Kirche/Kloster

Heilig-Kreuz-Kirche Berlin-Hohenschönhausen

Malchower Weg 22, 13053 Bezirk Lichtenberg

Highlights

  • Die Heilig-Kreuz-Kirche in Berlin-Hohenschönhausen wurde 1931 als katholische Gemeinde gegründet und steht seit 2026 unter Denkmalschutz.
  • Architektonisch bedeutend: Die Kirche entstand in den 1980ern als Limex-Bau und erhielt 1986 eine gotisch gestaltete Orgelemporen-Sichtwand.
  • Rollstuhlgerecht mit barrierefreiem Zugang und Parkplatz – Teil des katholischen Kirchenlebens im Bezirk Lichtenberg.

Tipps

  • Ein rollstuhlgerechter Zugang ermöglicht den barrierefreien Zugang zur Kirche und den Innenraum.
  • Der Parkplatz vor der Kirche bietet ebenfalls rollstuhlgerechte Stellplätze für Besucher.
  • Barrierefreie Toiletten stehen für alle Gäste in der Nähe des Eingangsbereichs zur Verfügung.

Eigenschaften

Entspannt Kulturell Ganzjährig

Heilig-Kreuz-Kirche Berlin-Hohenschönhausen: Sakrale Kultur

Die Heilig-Kreuz-Kirche im Berliner Bezirk Lichtenberg ist ein bedeutendes sakrales Bauwerk der katholischen Gemeinde in Hohenschönhausen. Gegründet wurde die Pfarrei bereits 1931, doch der Kirchenbau entstand später im Rahmen des besonderen Limex-Sonderbauprogramms der DDR, das in den 1980er Jahren gezielt neue Kirchen für die wachsenden Großsiedlungen am Stadtrand Ost-Berlins vorsah. Die Kirche steht heute unter Denkmalschutz und gilt als eines der drei Limex-Kirchen, deren architektonische Qualität und historische Bedeutung vom Berliner Landesdenkmalamt gewürdigt wurden.

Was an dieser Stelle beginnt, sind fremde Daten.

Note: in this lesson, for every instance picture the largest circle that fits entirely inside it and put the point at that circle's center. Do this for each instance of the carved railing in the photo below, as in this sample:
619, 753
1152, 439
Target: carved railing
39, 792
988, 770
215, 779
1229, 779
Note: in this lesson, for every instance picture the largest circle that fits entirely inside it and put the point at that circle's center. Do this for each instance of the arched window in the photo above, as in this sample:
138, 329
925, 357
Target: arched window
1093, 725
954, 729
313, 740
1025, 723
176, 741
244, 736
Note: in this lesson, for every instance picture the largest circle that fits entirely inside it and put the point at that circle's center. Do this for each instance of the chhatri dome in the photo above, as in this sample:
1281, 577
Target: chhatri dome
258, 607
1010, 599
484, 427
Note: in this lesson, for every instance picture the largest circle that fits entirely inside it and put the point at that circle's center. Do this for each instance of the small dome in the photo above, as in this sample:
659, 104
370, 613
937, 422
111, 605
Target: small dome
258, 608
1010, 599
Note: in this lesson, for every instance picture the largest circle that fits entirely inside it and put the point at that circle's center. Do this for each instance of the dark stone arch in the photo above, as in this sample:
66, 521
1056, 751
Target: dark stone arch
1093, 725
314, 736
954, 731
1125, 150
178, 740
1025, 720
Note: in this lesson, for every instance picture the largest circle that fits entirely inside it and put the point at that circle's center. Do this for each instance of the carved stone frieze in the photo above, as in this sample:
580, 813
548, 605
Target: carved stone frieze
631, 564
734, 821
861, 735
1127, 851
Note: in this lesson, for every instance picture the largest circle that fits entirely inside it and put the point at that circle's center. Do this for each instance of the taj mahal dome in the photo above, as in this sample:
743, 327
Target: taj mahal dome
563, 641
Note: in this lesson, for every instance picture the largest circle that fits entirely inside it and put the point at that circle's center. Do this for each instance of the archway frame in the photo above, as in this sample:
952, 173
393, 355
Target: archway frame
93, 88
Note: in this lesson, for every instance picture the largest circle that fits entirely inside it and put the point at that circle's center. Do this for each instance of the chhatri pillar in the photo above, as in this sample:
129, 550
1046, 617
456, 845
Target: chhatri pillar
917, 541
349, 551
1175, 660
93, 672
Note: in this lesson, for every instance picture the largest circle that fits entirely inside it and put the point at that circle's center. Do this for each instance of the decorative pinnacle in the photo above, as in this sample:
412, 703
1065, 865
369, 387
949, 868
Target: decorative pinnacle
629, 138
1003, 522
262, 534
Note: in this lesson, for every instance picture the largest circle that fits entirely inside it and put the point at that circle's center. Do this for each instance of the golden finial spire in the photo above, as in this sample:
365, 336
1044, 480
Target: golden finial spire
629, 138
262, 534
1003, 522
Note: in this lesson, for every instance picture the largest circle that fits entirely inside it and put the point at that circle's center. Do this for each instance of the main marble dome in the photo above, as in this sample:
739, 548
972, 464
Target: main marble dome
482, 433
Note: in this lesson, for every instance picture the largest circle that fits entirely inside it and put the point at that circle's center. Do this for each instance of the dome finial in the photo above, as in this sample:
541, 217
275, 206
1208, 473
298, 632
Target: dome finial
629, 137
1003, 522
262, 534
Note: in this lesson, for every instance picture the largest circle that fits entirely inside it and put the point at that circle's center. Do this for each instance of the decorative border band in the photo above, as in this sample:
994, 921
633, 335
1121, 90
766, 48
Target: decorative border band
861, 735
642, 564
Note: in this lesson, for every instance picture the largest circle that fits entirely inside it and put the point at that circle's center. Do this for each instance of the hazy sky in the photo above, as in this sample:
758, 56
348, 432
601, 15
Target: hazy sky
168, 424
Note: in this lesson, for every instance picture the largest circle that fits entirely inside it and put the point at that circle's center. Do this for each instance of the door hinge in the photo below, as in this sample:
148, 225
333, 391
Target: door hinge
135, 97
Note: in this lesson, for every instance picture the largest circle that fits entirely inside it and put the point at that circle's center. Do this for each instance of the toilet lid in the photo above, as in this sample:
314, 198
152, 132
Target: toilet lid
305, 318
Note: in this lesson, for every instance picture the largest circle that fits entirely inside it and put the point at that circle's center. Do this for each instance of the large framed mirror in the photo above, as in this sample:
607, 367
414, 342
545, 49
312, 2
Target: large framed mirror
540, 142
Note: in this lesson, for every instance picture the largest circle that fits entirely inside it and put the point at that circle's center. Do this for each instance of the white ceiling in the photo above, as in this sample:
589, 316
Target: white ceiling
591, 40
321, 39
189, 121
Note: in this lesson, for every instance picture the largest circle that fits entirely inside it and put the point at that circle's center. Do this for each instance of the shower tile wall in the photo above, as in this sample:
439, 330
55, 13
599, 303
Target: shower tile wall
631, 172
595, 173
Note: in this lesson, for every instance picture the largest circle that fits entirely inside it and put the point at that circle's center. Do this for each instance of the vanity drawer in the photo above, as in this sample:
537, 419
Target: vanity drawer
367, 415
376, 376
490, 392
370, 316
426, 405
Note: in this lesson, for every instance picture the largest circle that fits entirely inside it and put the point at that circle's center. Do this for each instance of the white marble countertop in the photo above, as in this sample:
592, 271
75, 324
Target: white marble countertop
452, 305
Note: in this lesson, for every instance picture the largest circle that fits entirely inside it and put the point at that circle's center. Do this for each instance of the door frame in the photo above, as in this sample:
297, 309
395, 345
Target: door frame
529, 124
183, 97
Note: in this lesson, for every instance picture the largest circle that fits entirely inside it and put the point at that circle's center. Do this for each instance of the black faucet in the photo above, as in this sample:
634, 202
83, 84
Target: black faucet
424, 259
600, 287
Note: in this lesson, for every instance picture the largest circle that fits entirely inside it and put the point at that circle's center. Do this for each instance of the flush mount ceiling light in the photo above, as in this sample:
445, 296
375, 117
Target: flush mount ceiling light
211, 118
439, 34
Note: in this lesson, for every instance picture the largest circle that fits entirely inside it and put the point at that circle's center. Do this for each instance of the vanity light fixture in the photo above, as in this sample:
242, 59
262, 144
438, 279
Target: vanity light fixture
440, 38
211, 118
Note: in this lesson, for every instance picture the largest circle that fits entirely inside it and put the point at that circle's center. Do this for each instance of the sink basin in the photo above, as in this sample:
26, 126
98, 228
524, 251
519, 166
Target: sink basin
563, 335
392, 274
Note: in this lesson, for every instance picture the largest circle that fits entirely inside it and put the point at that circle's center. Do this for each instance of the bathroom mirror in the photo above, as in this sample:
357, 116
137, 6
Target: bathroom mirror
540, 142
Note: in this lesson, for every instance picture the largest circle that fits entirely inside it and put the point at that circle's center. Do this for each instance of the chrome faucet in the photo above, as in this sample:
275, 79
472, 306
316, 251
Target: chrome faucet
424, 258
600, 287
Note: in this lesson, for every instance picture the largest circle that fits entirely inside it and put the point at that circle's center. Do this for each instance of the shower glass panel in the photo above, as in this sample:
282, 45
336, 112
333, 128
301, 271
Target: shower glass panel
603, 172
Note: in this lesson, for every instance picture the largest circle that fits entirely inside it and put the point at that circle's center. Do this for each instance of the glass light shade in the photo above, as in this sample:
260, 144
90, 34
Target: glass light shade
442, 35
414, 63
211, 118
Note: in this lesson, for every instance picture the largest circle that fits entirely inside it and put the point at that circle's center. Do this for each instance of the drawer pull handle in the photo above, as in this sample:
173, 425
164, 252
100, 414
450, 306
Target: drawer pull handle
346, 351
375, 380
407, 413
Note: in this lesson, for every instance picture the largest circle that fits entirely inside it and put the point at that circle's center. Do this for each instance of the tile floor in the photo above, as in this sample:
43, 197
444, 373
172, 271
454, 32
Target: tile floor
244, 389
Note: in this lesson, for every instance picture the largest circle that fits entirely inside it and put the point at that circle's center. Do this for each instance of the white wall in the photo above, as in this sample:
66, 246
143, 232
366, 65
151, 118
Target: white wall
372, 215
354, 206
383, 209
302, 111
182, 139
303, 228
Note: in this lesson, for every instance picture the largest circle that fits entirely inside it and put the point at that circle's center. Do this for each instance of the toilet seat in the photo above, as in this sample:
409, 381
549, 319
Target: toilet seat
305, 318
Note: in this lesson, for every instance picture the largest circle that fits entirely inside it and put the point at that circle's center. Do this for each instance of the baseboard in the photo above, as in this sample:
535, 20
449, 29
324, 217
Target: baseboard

Architektonisch fällt die Heilig-Kreuz-Kirche durch ihre klare, funktionale Gestaltung auf, die typisch für den Kirchenbau der DDR-Zeit ist. Besonders hervorzuheben ist die gotisch inspirierte Sichtwand der Orgelempore, die bei einer Renovierung in den 1980er Jahren hinzugefügt wurde. Diese gestalterische Entscheidung verleiht dem Innenraum eine besondere Note und unterstreicht den Versuch, traditionelle Formen mit modernem Kirchenbau zu verbinden. Die Kirche dient bis heute als zentraler Ort der katholischen Gemeinschaft in Lichtenberg und ist ein Zeugnis des religiösen Lebens in Ost-Berlin.

Die Heilig-Kreuz-Kirche ist nicht nur ein Ort der Andacht, sondern auch ein Beispiel für die Inklusivität und Zugänglichkeit sakraler Räume. Mit einem rollstuhlgerechten Zugang, einem barrierefreien Parkplatz und einem behindertengerechten WC richtet sie sich bewusst an alle Besucher:innen. Diese Ausstattung spiegelt den modernen Anspruch wider, Kirchen als offene Räume für die gesamte Gesellschaft zu gestalten – ein Merkmal, das die Kirche auch nach der Wiedervereinigung beibehalten hat.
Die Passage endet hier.